ALLEN - There were more than a few moments during Lenny Kravitz's show Wednesday night when you could have sworn you'd walked into a Dave Matthews Band concert by mistake.
Solo after solo pushed his songs to the eight, nine, 10-minute mark and beyond. Way beyond. By the time Cindy Blackman ended her drawn-out drum solo in "Always on the Run," the tune felt longer than Lawrence of Arabia.
Kravitz has always borrowed from an assortment of '60s and '70s sources - from the Jim Morrison-issue leather pants to the Jimmy Page guitar fetish - and his show at the Allen Event Center also served as a reminder of his dedication to the long lost art of jamming.
Of course, like most improvisation, it often went awry.

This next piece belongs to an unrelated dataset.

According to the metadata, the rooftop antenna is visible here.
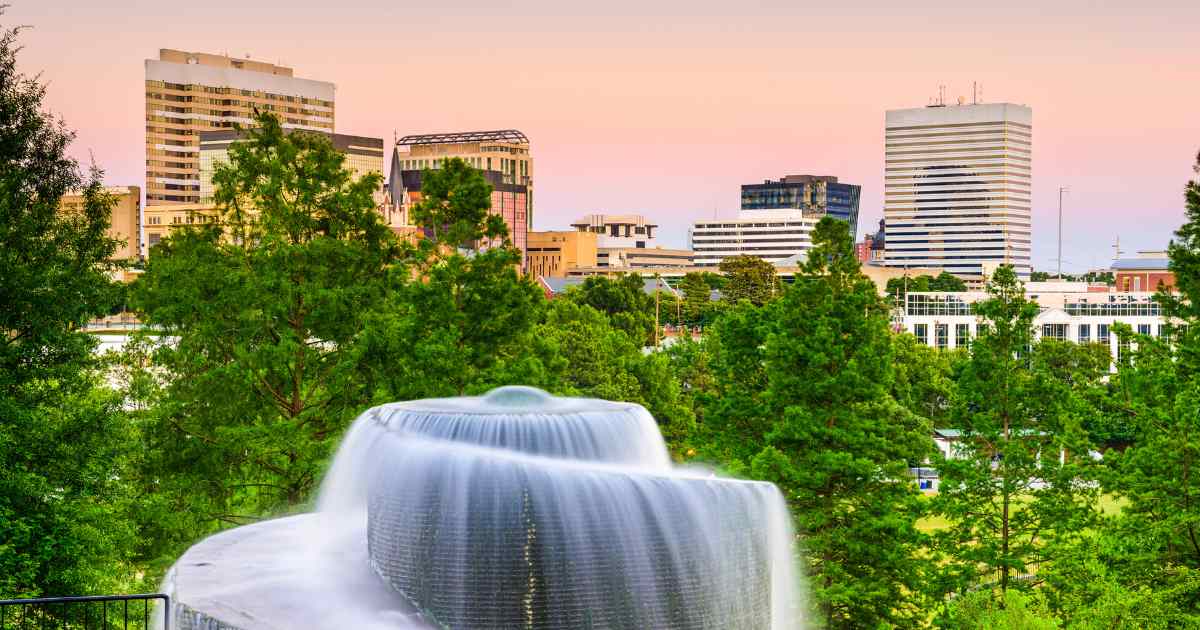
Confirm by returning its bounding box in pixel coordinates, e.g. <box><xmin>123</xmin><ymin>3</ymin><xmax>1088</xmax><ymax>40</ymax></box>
<box><xmin>1058</xmin><ymin>186</ymin><xmax>1070</xmax><ymax>280</ymax></box>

As a unit, his 10-piece band was impeccably tight, but as soloists, some of them ran out of fresh ideas in a hurry (except for sax players Harold Todd and Michael Sherman, who kept things short and funky).
When the interminable "Always on the Run" finally ended, Kravitz told fans "Thank you for your patience," although at that point, a lot of them had already slipped off on a beer-and-bathroom mission.

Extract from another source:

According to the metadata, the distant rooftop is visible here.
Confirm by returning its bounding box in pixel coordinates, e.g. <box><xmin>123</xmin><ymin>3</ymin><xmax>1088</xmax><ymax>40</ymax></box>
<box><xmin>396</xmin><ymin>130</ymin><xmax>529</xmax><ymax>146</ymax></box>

But if the show was aimless at times, at least there was no shortage of chutzpah. At this point in his 25-year career, Kravitz could have easily breezed through all his hits and left it at that. Instead, he bypassed obvious choices ("Rock And Roll is Dead, "Dig In," "Again") and poured energy into lesser-known gems like 1993's stormy "Sister" and 2008's slinky funk workout "Dancin' Til Dawn.

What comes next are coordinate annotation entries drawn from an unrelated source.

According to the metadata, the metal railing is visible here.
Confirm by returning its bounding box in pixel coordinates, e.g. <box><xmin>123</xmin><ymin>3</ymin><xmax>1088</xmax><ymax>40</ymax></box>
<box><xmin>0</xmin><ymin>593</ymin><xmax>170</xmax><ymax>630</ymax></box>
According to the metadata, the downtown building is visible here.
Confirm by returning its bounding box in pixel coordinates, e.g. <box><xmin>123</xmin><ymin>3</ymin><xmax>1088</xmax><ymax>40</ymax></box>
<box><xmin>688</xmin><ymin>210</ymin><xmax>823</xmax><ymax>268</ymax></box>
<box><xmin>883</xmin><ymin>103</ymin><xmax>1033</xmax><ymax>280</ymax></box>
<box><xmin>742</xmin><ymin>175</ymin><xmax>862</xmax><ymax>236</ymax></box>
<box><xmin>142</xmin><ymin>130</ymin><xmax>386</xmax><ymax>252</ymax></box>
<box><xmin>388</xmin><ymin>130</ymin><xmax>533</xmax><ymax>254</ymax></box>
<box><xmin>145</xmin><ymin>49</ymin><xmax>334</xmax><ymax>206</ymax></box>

Playing on a stage without video screens, the singer and his band performed in front of simple wall of metal scaffolding, bathed in basic white mood lighting. Kravitz was all the visual pizzazz that was needed.
At 51, he was still in fine form - vocally and physically - as he jumped, strutted, performed a leather jacket striptease and dropped to his knees in front of longtime guitarist Craig Ross in a move straight out of the Ziggy Stardust playbook. When a trio of fans held up placards claiming it was their birthdays, Kravitz stopped the show and climbed into the crowd for a long meet-and-hug session with almost everyone in the first four rows.
In wake of his recent wardrobe malfunction onstage in Stockholm, he wisely refrained from doing any squats Wednesday night, lest he split his trousers once again. Kravitz may be an expert in 1960s fashion, but he's learned the hard way that they just don't make leather pants as sturdy as they used to.